By firing the green wafer, the organic binder in the green wafer is completely removed, and the ceramic raw material powder is fired to form the ceramic dielectric layer 12 . In addition, the organic carrier in the dry film is removed, and the nickel powder or the alloy powder containing nickel as the main component is sintered or melted to integrate, thereby forming the internal electrode layer 11, and further forming a multi-layer alternation of the dielectric layer 12 and the internal electrode layer 11. A laminated ceramic fired body made of layers of ground. In addition, from the viewpoint of bringing oxygen into the interior of the dielectric layer to improve reliability and suppress re-oxidation of the internal electrodes, it is possible to The fired laminated ceramic fired body is subjected to annealing treatment.

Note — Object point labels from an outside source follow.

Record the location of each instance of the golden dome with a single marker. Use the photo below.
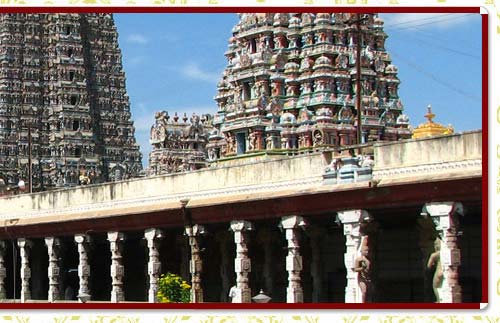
(430, 128)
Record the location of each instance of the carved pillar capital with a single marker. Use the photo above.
(83, 244)
(25, 246)
(291, 224)
(241, 225)
(355, 223)
(3, 271)
(242, 264)
(444, 215)
(446, 258)
(194, 232)
(153, 237)
(53, 248)
(117, 271)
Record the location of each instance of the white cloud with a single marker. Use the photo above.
(137, 39)
(424, 20)
(194, 72)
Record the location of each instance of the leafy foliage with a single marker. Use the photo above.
(173, 289)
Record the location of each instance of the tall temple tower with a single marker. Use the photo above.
(289, 85)
(63, 97)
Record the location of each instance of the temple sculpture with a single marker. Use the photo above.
(290, 85)
(431, 128)
(178, 144)
(64, 109)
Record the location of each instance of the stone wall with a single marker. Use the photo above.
(450, 148)
(288, 169)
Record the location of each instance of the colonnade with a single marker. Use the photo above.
(359, 228)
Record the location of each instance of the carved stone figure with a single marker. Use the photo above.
(111, 135)
(434, 263)
(362, 265)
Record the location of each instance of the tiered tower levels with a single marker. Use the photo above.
(290, 85)
(62, 82)
(179, 144)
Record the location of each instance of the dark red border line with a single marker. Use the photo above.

Then, a pair of external electrodes 20 is provided on the prepared laminated ceramic fired body, thereby manufacturing the laminated ceramic capacitor 1 . For example, the external electrode 20 includes an external electrode layer 21 and a plating layer 22 . The external electrode layer 21 is electrically connected to the internal electrode layer 11 . In addition, as a material of the external electrode 20, for example, copper, nickel, or alloys thereof can be suitably used. In addition, the electronic components are not limited to the laminated ceramic capacitors, and may be electronic components other than the laminated ceramic capacitors.

[Example]

Hereinafter, the present invention will be described in detail based on Examples and Comparative Examples, but the present invention is not limited by the Examples in any way.

[Materials used]

(Conductive powder)

As the conductive powder, Ni powder (SEM average particle diameter: 0.2 μm) was used.

(ceramic powder)

As the ceramic powder, barium titanate (BaTiO ₃ ; SEM average particle size: 0.05 μm) was used.

(Binder resin)

As the binder resin, ethyl cellulose resin and polyvinyl butyral resin (PVB resin) are used. In addition, a binder resin prepared as a carrier dissolved in terpineol was used.

(dispersant)

(1) As the amino acid-based dispersant, dispersant A represented by R ₁ =C ₁₇ H ₃₃ (linear hydrocarbon group) in the above general formula (1) is used.

(2) As the amine dispersant, use R ₂ =C ₁₂ H ₂₅ , R ₃ =C ₂ H ₄ O, R ₄ =C ₂ H ₄ O, Y=1, Z= in the above general formula (2). Dispersant B shown in 1.

(3) As the alkyl phosphate compound, a dispersant C composed of an alkyl phosphate polyoxyalkylene compound is used.

(organic solvent)

As organic solvent, terpineol is used.

[Example 1]

48% by mass of Ni powder, 5% by mass of ceramic powder, and a total of 3% by mass of binder resin (composed of ethyl cellulose resin and polyvinyl butyral) in the carrier are mixed so that the total amount is 100% by mass. resin composition), 0.10 mass% of amino acid dispersants, 0.26 mass% of amine dispersants, 0.10 mass% of alkyl phosphate compounds, and the balance of terpineol (organic solvent), and these materials Mix to prepare conductive slurry. The viscosity stability, dispersibility (dry film density, dry film surface roughness), and dispersant removability of the prepared conductive slurry were evaluated by the following methods. The evaluation results are shown in Table 1.

[Evaluation method]

(1) Viscosity stability: change in viscosity of conductive slurry

Using 24 hours after the production of the conductive slurry as the reference time, the viscosity of each sample after standing at room temperature (25°C) for 28 days from the reference time was measured by the following method. Determination. Then, using the viscosity after 24 hours after production (reference time) as the reference (0%), the value expressed as a percentage (%) is the change in the viscosity of the sample after it was left to stand for 28 days ( [(viscosity after 28 days of standing - viscosity after 24 hours from production)/viscosity after 24 hours from production] × 100), and used as the change in viscosity. The viscosity of the conductive slurry was measured using a Brookfield type B viscometer under conditions of 10 rpm (shear rate = 4 sec ^-1 ). In addition, it is more preferable that the change amount of the viscosity of the conductive slurry is smaller. The change in viscosity of the conductive paste after standing for 28 days is marked as "○" if it is 10% or less, and "△" is if it exceeds 10% and less than 40%, and it is 40% or more. The situation is marked as "×" to evaluate the viscosity stability of the conductive paste.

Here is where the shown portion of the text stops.